We are certainly in a season of just keeping on keeping on, making small progress towards some goals, but not really getting anywhere fast. When we began our one-income sojourn coming up on 6 years ago there was surely a period of adjustment, but then life moved along pretty well. Now it seems hard again. Coupon-clipping and deal-hunting and cooking from scratch and always using-what-you-have rather than buying what would really work best gets tiring. My husband is working his tail off so we can save for a much-needed van replacement, and we just seem to be a bit, no, quite a bit, discouraged by it all. When we became a one-income family when Sportster was born, we were the first among our friends to do so and it felt a bit lonely. No one could relate. Though most friends have had mom come home from work, they seem to be faring well financially now (from what we can see as onlookers) and we are still struggling. Struggling not to live a life of luxury, struggling just to live within our means and fund necessary budget categories like groceries. Prices on many necessities of life have gone up and this pinches our budget a little further. No big family vacations, no furniture purchases in years, no high-end vehicles, no new wardrobes or haircuts over $12.95 or spa treatments, no big-ticket gifts, no vacation property purchases, no organic meat or milk delivered to our door, always saying no to our kids when they ask for something at the store. (By the way, those are all good things, if you have the money.) Yes, we have chosen this lifestyle so I can be home for our kids and attend to their needs and their hearts while they are young. But often the thing you know is right to do for your family is not the thing that is easy.
I was talking with a good friend's mother when Sportster was about 8 months old. She made the comment that it was such a worthwhile choice to stay home but that it is hard as you see others around you getting ahead because they have more resources for things. She spoke from experience and her comment really struck me at the time, and I think those words are even truer to me today, now almost 5 years later.
And often the lack of financial resources puts pressure on other areas of life as well.

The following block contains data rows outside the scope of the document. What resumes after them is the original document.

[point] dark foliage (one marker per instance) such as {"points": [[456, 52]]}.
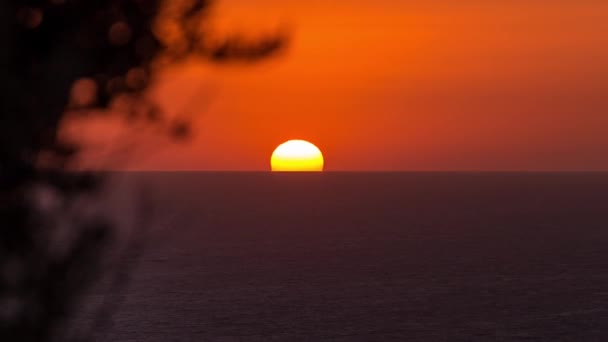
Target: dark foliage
{"points": [[78, 55]]}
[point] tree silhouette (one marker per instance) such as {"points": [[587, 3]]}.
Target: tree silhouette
{"points": [[72, 56]]}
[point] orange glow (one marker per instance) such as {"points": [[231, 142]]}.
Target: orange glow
{"points": [[297, 155], [399, 85]]}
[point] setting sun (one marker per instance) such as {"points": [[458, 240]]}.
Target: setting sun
{"points": [[297, 155]]}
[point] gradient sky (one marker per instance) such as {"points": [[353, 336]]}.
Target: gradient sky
{"points": [[401, 85]]}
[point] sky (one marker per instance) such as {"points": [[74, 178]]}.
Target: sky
{"points": [[398, 85]]}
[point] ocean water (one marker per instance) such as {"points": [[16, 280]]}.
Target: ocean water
{"points": [[368, 257]]}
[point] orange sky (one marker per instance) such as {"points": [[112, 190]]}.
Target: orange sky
{"points": [[401, 85]]}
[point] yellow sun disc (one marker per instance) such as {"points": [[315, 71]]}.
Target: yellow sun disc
{"points": [[296, 155]]}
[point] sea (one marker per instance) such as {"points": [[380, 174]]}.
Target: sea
{"points": [[354, 256]]}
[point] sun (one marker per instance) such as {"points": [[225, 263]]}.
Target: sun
{"points": [[297, 155]]}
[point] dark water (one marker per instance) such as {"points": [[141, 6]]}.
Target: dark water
{"points": [[371, 257]]}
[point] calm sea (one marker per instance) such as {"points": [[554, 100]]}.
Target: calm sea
{"points": [[366, 257]]}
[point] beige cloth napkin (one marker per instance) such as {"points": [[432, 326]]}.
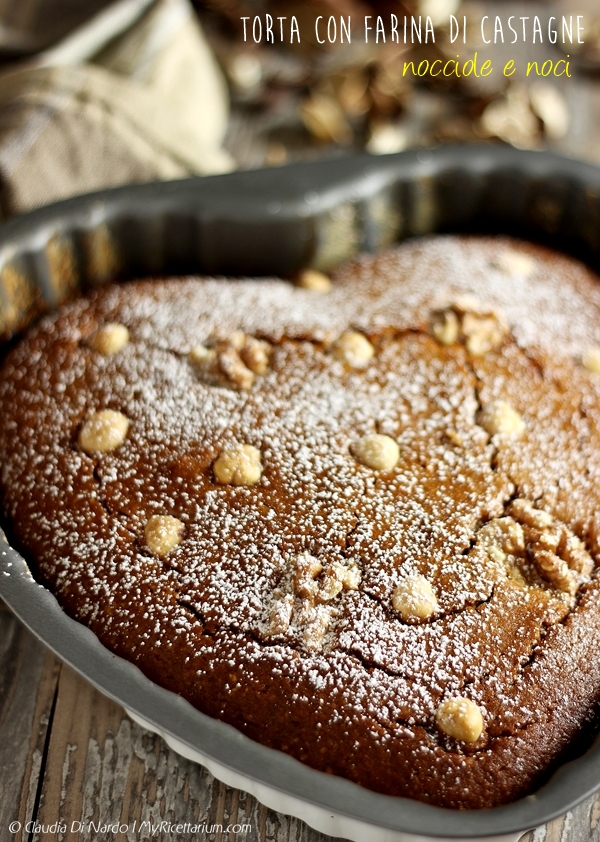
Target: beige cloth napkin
{"points": [[133, 95]]}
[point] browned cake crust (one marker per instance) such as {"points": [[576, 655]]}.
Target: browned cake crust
{"points": [[236, 531]]}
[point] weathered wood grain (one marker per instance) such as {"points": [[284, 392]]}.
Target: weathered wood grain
{"points": [[28, 680], [102, 769]]}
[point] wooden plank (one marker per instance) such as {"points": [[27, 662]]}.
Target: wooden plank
{"points": [[28, 680], [104, 769]]}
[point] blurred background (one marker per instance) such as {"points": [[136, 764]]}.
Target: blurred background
{"points": [[95, 94]]}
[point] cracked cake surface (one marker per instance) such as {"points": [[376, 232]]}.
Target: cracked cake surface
{"points": [[359, 522]]}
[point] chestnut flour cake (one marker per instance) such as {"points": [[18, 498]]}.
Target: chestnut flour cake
{"points": [[360, 524]]}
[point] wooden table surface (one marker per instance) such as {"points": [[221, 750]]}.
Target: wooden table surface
{"points": [[69, 755]]}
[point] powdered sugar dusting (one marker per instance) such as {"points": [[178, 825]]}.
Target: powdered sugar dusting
{"points": [[341, 664]]}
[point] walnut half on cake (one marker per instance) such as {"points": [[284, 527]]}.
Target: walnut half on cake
{"points": [[359, 523]]}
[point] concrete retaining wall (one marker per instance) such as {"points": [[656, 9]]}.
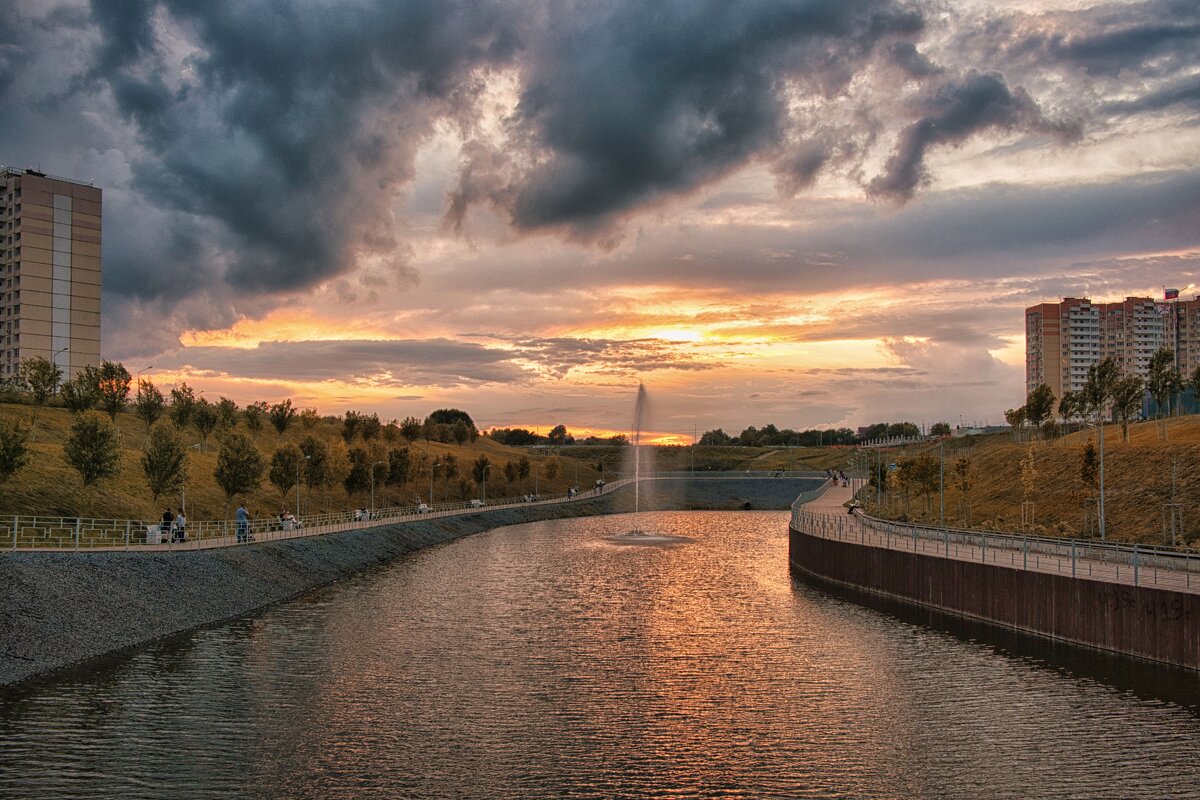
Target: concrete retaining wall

We could surely use more date nights to invest in our marriage, but then the cost of babysitting is a limitation for us. It would refresh me not to have to think about what was for dinner every once in a while and just go out to eat or order in. We would enjoy the company of friends more often if we felt some room in our budget to order pizza or if I wasn't embarrassed to serve them some of the low-budget fare we are used to eating. I may be more inclined to set up playdates if I didn't think about the cost of gas to arrive at the destination. There are many things that would add enjoyment and interest to our lives, but that we currently can't afford. Surely there are things from our two-income days which we could have done differently to better prepare us for this season, but overall our situation is not the result of careless spending and high living during those short years of being DINKs. Our current budget has been trimmed in all areas we know to trim, and still those cuts don't seem like quite enough.
Our needs are met and God has blessed us in amazing ways, but sometimes the burden of responsibility and knowing where every last penny is being spent wears me down. There are many others who are struggling more than we are. Sometimes I think it would help to know some of these folks so I would look beyond our own situation and focus on the needs of others. But I know these trials and struggles are increasing our faith and dependence upon God, the God who owns it all and who has provided for our needs out of his mercy.
If you are in this situation or have been, what encouragement can you give? What ways have you found to make the most of the resources you have been entrusted with? How do you find energy and joy to keep pressing on with the all the little things that make this lifestyle possible?